The buzzing comes again, as soon as the alarm has faded, the fly zipping
past me to land on a cryostasis-regulating touchscreen, zipping off it just as
the stretch-toy slaps at the controls. All at once, the AI begins the process
of thawing Alvarez and the rest of the Shift-3 crew and I have to scramble to
get them back under before they go into cardiac arrest.

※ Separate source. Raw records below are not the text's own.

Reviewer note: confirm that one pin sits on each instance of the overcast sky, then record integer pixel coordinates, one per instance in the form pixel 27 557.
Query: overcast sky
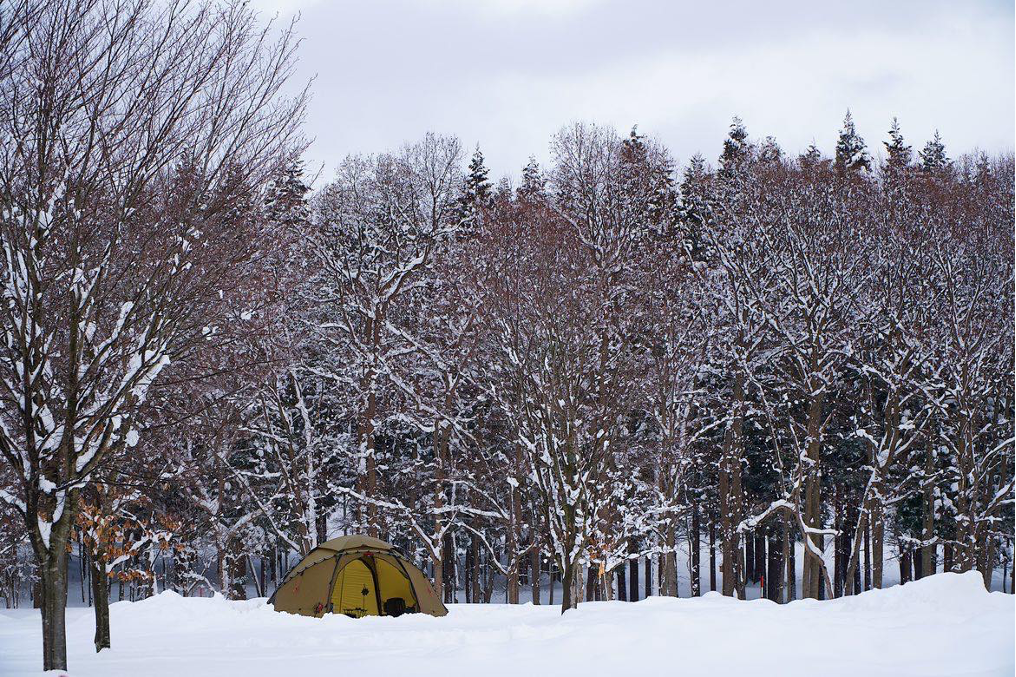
pixel 506 74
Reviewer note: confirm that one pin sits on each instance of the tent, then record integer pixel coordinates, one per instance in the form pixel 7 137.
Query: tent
pixel 356 575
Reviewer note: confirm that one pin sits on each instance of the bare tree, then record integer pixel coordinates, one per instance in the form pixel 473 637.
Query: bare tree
pixel 129 129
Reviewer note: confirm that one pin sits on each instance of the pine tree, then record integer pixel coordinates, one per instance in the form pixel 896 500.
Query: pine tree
pixel 933 157
pixel 851 155
pixel 533 183
pixel 899 154
pixel 737 149
pixel 287 200
pixel 811 159
pixel 769 151
pixel 478 192
pixel 694 205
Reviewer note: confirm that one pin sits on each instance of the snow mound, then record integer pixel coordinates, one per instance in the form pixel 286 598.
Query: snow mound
pixel 945 624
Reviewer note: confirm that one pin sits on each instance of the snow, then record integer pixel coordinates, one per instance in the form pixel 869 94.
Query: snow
pixel 945 624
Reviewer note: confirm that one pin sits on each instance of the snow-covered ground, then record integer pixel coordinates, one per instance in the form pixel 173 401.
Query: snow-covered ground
pixel 945 624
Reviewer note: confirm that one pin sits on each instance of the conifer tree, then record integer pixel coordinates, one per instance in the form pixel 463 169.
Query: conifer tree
pixel 533 183
pixel 811 159
pixel 899 154
pixel 851 155
pixel 737 149
pixel 478 192
pixel 933 157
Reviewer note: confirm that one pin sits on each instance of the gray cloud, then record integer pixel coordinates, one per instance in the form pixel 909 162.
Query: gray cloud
pixel 508 73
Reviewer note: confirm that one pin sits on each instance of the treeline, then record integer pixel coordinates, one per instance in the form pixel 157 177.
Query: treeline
pixel 611 364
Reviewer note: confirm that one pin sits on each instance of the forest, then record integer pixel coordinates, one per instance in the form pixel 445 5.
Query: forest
pixel 767 369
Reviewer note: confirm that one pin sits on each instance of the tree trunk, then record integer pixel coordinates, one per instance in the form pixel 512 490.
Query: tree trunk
pixel 648 576
pixel 750 575
pixel 101 595
pixel 791 566
pixel 712 555
pixel 774 570
pixel 568 599
pixel 814 566
pixel 622 585
pixel 534 572
pixel 53 573
pixel 633 579
pixel 868 556
pixel 904 566
pixel 670 563
pixel 928 552
pixel 878 539
pixel 695 570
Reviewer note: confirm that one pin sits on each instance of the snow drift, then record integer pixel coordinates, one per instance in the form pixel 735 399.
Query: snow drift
pixel 946 624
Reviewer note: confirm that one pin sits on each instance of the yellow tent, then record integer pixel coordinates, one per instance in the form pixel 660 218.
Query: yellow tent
pixel 357 575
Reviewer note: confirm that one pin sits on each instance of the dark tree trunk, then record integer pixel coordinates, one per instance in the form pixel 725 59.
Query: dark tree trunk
pixel 53 573
pixel 774 573
pixel 101 595
pixel 467 570
pixel 791 579
pixel 633 579
pixel 534 572
pixel 696 554
pixel 750 558
pixel 868 556
pixel 648 576
pixel 905 566
pixel 712 555
pixel 567 601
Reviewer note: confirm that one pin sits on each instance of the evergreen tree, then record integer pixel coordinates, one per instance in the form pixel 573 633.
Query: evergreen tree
pixel 737 150
pixel 533 183
pixel 694 206
pixel 287 200
pixel 769 151
pixel 645 172
pixel 811 159
pixel 933 157
pixel 899 154
pixel 478 192
pixel 851 155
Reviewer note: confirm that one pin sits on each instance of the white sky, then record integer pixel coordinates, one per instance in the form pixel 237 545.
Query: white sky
pixel 508 73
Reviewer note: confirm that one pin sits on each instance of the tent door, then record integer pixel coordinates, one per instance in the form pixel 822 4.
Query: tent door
pixel 355 592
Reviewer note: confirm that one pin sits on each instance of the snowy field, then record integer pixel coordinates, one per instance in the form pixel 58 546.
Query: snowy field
pixel 942 625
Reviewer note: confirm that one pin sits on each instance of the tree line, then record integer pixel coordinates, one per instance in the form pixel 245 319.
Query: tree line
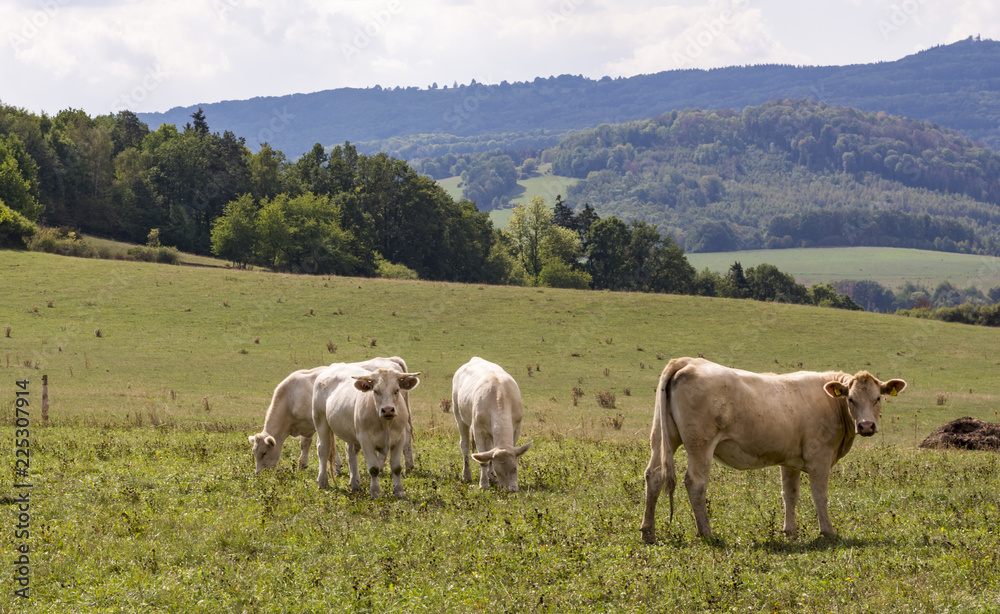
pixel 791 173
pixel 328 212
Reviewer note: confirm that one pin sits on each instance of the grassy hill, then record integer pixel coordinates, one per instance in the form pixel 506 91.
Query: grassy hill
pixel 954 85
pixel 207 346
pixel 143 489
pixel 544 184
pixel 891 267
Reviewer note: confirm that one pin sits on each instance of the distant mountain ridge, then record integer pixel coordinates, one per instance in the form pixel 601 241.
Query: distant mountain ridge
pixel 956 85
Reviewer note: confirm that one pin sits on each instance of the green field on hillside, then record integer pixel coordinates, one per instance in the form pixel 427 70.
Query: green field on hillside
pixel 225 337
pixel 144 496
pixel 890 267
pixel 545 184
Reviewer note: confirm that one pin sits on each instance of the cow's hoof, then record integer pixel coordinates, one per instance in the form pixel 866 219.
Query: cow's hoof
pixel 648 534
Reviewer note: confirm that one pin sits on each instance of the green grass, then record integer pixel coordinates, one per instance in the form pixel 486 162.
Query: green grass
pixel 544 184
pixel 145 492
pixel 163 520
pixel 890 267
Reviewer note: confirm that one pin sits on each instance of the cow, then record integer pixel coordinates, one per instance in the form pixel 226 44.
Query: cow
pixel 486 400
pixel 802 421
pixel 289 414
pixel 369 410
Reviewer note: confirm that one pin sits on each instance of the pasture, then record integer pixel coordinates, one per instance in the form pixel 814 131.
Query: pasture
pixel 891 267
pixel 144 496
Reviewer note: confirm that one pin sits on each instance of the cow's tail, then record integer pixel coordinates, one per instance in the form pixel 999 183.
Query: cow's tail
pixel 668 429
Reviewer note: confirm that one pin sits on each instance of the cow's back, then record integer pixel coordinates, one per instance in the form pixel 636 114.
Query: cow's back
pixel 755 419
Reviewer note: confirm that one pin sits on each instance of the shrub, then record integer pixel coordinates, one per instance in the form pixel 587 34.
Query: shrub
pixel 606 399
pixel 15 229
pixel 388 270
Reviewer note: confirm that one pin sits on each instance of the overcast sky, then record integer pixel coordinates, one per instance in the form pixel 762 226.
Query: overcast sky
pixel 144 55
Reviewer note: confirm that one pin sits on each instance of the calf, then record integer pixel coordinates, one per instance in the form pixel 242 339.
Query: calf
pixel 369 410
pixel 290 414
pixel 487 402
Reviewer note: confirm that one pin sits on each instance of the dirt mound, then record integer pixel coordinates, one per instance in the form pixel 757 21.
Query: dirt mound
pixel 965 433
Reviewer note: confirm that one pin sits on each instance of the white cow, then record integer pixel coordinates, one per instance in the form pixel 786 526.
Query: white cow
pixel 290 414
pixel 369 410
pixel 487 401
pixel 800 421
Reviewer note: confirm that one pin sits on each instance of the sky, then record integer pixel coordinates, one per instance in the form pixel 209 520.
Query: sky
pixel 106 56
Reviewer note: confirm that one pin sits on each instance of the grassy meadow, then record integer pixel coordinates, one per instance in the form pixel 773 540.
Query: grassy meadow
pixel 543 184
pixel 891 267
pixel 145 498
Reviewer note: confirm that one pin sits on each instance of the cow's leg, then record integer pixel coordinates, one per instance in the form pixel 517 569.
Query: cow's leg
pixel 396 465
pixel 819 485
pixel 696 482
pixel 351 451
pixel 464 444
pixel 375 462
pixel 790 497
pixel 484 443
pixel 659 473
pixel 334 456
pixel 408 445
pixel 324 441
pixel 305 441
pixel 654 486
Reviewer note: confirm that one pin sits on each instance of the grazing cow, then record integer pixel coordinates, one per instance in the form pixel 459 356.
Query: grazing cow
pixel 800 421
pixel 369 410
pixel 486 399
pixel 290 414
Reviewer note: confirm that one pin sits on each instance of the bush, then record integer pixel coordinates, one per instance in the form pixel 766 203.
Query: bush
pixel 389 270
pixel 557 274
pixel 15 229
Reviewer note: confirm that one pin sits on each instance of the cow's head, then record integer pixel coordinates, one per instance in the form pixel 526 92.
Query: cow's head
pixel 266 451
pixel 504 464
pixel 387 387
pixel 863 394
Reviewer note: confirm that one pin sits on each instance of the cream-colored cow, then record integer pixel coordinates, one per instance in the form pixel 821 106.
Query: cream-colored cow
pixel 800 421
pixel 289 415
pixel 369 410
pixel 487 402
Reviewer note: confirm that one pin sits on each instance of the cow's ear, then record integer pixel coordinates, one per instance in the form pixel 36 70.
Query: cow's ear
pixel 408 381
pixel 893 387
pixel 484 457
pixel 836 389
pixel 363 383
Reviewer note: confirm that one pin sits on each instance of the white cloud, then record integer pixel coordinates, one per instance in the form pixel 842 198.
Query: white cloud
pixel 57 54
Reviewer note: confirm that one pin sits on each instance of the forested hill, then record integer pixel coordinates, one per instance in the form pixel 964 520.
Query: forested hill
pixel 793 172
pixel 956 85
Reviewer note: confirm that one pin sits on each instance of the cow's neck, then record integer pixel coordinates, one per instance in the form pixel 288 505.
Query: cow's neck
pixel 849 430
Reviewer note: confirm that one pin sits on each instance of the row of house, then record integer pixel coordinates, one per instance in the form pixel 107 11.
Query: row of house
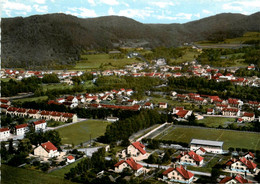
pixel 38 114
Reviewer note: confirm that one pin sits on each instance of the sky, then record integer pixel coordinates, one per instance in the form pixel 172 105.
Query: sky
pixel 145 11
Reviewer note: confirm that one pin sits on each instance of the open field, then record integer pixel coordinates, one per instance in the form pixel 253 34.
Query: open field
pixel 81 132
pixel 190 55
pixel 31 99
pixel 216 121
pixel 60 172
pixel 14 175
pixel 102 61
pixel 236 139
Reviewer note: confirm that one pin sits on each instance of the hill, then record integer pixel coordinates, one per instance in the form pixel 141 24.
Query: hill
pixel 58 39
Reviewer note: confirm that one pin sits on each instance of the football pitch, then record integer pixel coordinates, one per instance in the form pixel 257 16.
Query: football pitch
pixel 235 139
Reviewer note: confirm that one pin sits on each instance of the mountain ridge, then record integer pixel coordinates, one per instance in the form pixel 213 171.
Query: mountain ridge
pixel 59 38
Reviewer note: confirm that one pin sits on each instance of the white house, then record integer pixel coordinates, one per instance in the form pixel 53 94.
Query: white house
pixel 209 146
pixel 40 125
pixel 70 159
pixel 21 129
pixel 232 180
pixel 130 164
pixel 4 133
pixel 46 149
pixel 137 151
pixel 178 175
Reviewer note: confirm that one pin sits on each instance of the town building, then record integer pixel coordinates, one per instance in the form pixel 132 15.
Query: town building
pixel 47 150
pixel 209 146
pixel 178 174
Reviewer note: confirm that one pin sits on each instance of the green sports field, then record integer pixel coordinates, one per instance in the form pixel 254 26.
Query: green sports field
pixel 236 139
pixel 81 132
pixel 14 175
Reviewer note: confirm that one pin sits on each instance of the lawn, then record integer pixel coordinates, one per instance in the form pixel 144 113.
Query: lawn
pixel 190 55
pixel 60 172
pixel 216 121
pixel 102 61
pixel 236 139
pixel 81 132
pixel 31 99
pixel 14 175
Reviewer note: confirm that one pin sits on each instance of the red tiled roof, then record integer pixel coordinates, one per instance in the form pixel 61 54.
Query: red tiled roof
pixel 202 149
pixel 39 122
pixel 195 156
pixel 48 146
pixel 4 129
pixel 32 111
pixel 130 161
pixel 248 163
pixel 139 146
pixel 70 157
pixel 68 115
pixel 4 101
pixel 247 114
pixel 21 126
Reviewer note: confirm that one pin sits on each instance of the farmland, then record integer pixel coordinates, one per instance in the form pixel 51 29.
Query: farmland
pixel 81 132
pixel 102 61
pixel 236 139
pixel 13 175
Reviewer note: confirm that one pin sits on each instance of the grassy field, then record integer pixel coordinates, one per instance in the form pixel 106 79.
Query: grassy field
pixel 81 132
pixel 14 175
pixel 102 61
pixel 216 121
pixel 60 172
pixel 30 99
pixel 234 139
pixel 190 55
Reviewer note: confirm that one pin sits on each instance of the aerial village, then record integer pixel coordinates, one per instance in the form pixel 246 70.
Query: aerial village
pixel 145 155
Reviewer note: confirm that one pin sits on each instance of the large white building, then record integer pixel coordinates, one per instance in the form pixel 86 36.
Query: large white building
pixel 209 146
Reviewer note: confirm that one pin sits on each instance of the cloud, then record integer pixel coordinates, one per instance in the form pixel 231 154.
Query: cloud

I whip the stretch-toy one last time, aiming at the fly, perched in a
corner of the control module, well away from any panels, dials and screens,
only for the weighted end to bounce right back off the smooth polymer walls and
slap me right in the eye.
"Oh, your mother!" I
shout just as white-hot pain lances into my brain and I whip the stretch-toy
around like a madman, hear it slapping against the ceiling uselessly, then slap
at the door controls and turn the air conditioning way up, until the artificial
breeze shoos the fly out the door and into the ship proper, where it can't do
any more damage.
"How the hell did you even get here?" I call out to the fly, as
I watch it meld into the shadows
lingering in the twists and turns of the ship's bridge "thought the
pencil-necks back home sterilized the food, put all our clothes through UV just
to keep you out. Hell, they flash-freeze the seeds, you know that?"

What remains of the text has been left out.